In [94]:
import cv2
import numpy as np
import time

In [110]:
cv2.__version__

'4.5.0'

# OpenCV Resize

In [95]:
img = np.random.random((2048, 2048,3)).astype(np.uint8)

## Without pre-alloc

In [96]:
resize_width = 1024
resize_height = 1024 
loop_cnt = 100000

### CPU

In [97]:
time_start = time.time() 
for _ in range(loop_cnt): 
    resize_img = cv2.resize(img, (resize_height, resize_width), interpolation=cv2.INTER_LINEAR) 
print('cpu time: {:.2f} us'.format((time.time() - time_start) * 1e6 / loop_cnt))

cpu time: 952.11 us


### GPU

In [98]:
device_img = cv2.cuda_GpuMat()

#### Upload/Dload for single GPU operation

In [99]:
time_start = time.time() 
for _ in range(loop_cnt): 
    device_img.upload(img) 
    resize_device_img = cv2.cuda.resize(device_img, (resize_height, resize_width),interpolation=cv2.INTER_LINEAR)
    resize_img = resize_device_img.download()
print('gpu time: {:.2f} us'.format((time.time() - time_start) * 1e6 / loop_cnt)) 

gpu time: 3926.30 us


#### Normal operation

In [100]:
device_img = cv2.cuda_GpuMat(img)

In [101]:
time_start = time.time() 
for _ in range(loop_cnt): 
    resize_device_img = cv2.cuda.resize(device_img, (resize_height, resize_width),interpolation=cv2.INTER_LINEAR)
print('gpu time: {:.2f} us'.format((time.time() - time_start) * 1e6 / loop_cnt)) 

gpu time: 460.10 us


## With pre-alloc

### CPU

In [102]:
resize_img = np.zeros((resize_height, resize_width,3),dtype=np.uint8)

In [103]:
time_start = time.time() 
for _ in range(loop_cnt): 
    cv2.resize(img, (resize_height, resize_width), resize_img, interpolation=cv2.INTER_LINEAR)
print('cpu time: {:.2f} us'.format((time.time() - time_start) * 1e6 / loop_cnt)) 

cpu time: 390.59 us


### GPU

In [111]:
device_img = cv2.cuda_GpuMat(img)
resize_device_img = cv2.cuda_GpuMat(resize_img)

In [112]:
time_start = time.time() 
for _ in range(loop_cnt):     
    cv2.cuda.resize(device_img, (resize_height, resize_width),resize_device_img,interpolation=cv2.INTER_LINEAR)
print('gpu time: {:.2f} us'.format((time.time() - time_start) * 1e6 / loop_cnt)) 

gpu time: 87.67 us


#### Check timer

In [106]:
%timeit cv2.cuda.resize(device_img, (resize_height, resize_width),dst=resize_device_img,interpolation=cv2.INTER_LINEAR)

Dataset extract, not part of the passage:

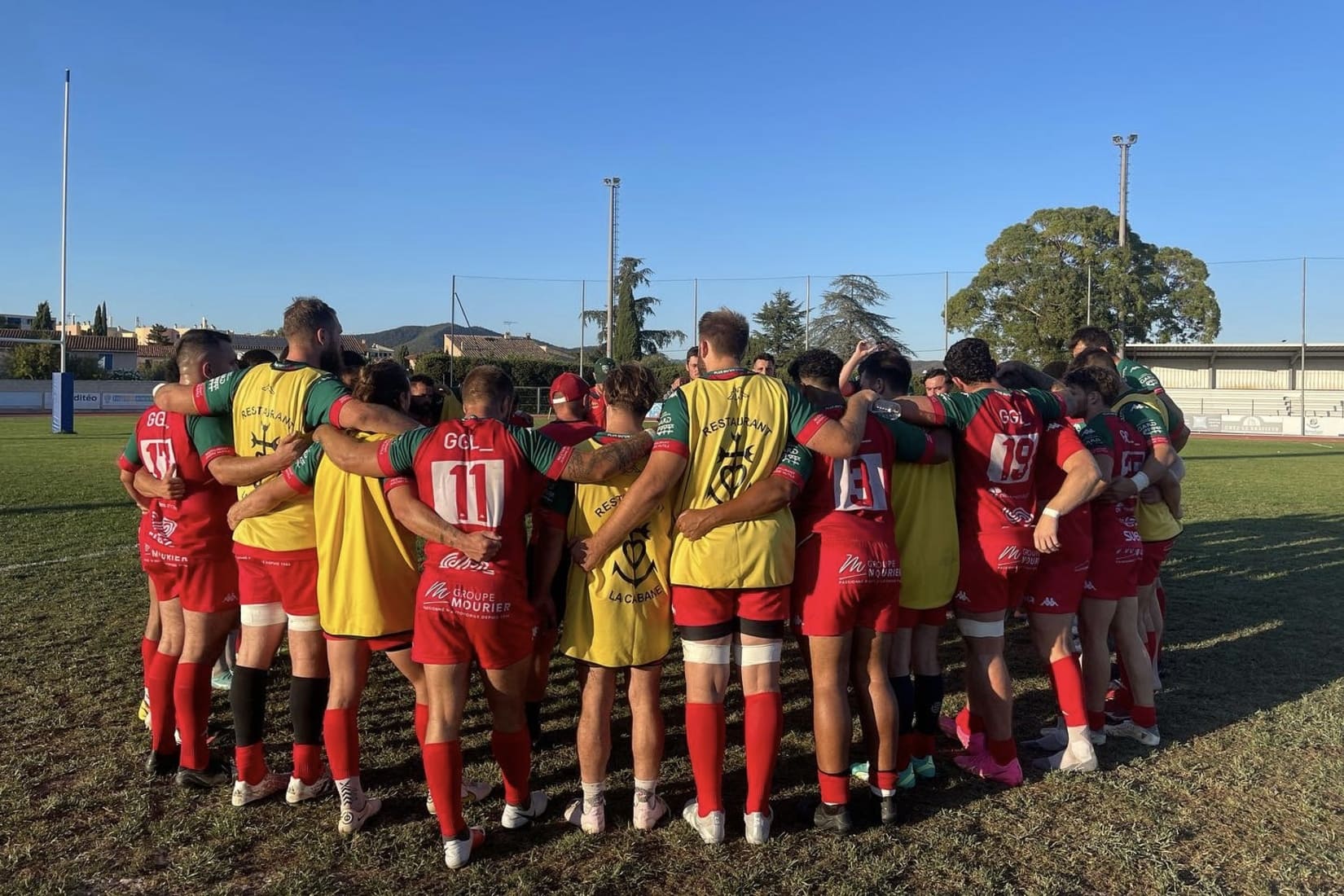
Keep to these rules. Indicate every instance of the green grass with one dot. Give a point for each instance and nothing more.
(1244, 794)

89.9 µs ± 1.53 µs per loop (mean ± std. dev. of 7 runs, 10000 loops each)


#### Streams - unrealistic without pause, check for GPU saturation

In [107]:
stream = cv.cuda_Stream()

In [108]:
%timeit cv2.cuda.resize(device_img, (resize_height, resize_width),dst=resize_device_img,interpolation=cv2.INTER_LINEAR, stream=stream)

44.3 µs ± 377 ns per loop (mean ± std. dev. of 7 runs, 10000 loops each)